Stocks that have gone up keep going up, as momentum rolls higher and value stocks get crushed
What goes up, must go... up? Go-go stocks are having a September to remember — but momentum reversals can be sharp and sudden.
Of all the potential reasons to form an investment idea, none is simpler than the core tenet behind momentum: stocks that have gone up tend to keep going up.
It is, perhaps, the most beautiful of all investing strategies. Beloved by everyday retail traders and some of the most complicated quantitative investing firms on the planet — the type that only employ physics Ph.D.s — momentum was an intuitive idea that became a statistical curiosity when the phenomenon was first posited in academic literature in the 1990s, and it’s been blowing up portfolios, and making others rich, ever since.
And it is having an incredible year so far.
Per data from Bloomberg’s PORT MAC3 model, which tracks a swath of factors and risk premia, a long-short portfolio of US high-momentum stocks — effectively “buying” the stocks that have already gone up a lot*, while simultaneously betting against the ones that have been weaker — has gained 10.5% this year. That’s the most of any of the traditional style factors.

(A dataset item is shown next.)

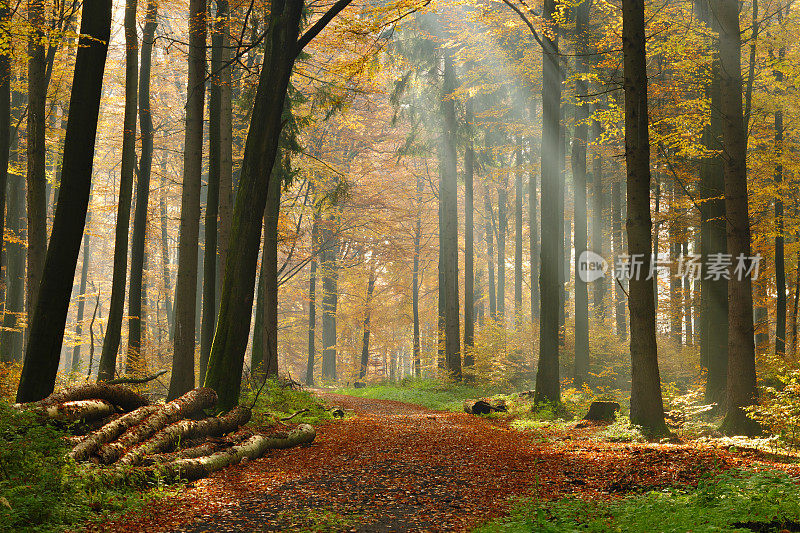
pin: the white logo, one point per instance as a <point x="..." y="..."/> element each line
<point x="591" y="266"/>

Though epitomized by highfliers like Palantir and Robinhood Markets, this isn’t a trend being driven by just a few stocks; the portfolio has over 300 names in the long leg and 300 names in the short leg.
(Robinhood Markets Inc. is the parent company of Sherwood Media, an independently operated media company.)
And many of those stocks have had an incredible few weeks — much to the delight of retail traders, with Sherwood News’ Luke Kawa noting on Friday that their favorite stocks are on a record 10-day winning streak.
In fact, having gained 8% in September so far, momentum is on track for its best month of gains since March 2020.
But if speculative stocks are in, it’s no surprise that boring, stable stocks are out. Indeed, “low volatility” names have been hammered this year. Even the long-favored investing style of icons like Warren Buffett and Benjamin Graham has been under pressure recently, as beaten-down, cheaper stocks have lagged sharply in September as value and momentum remain sharply negatively correlated.
At some point, those stocks will get too cheap to ignore, but right now, they’re gathering dust while the momentum carousel continues.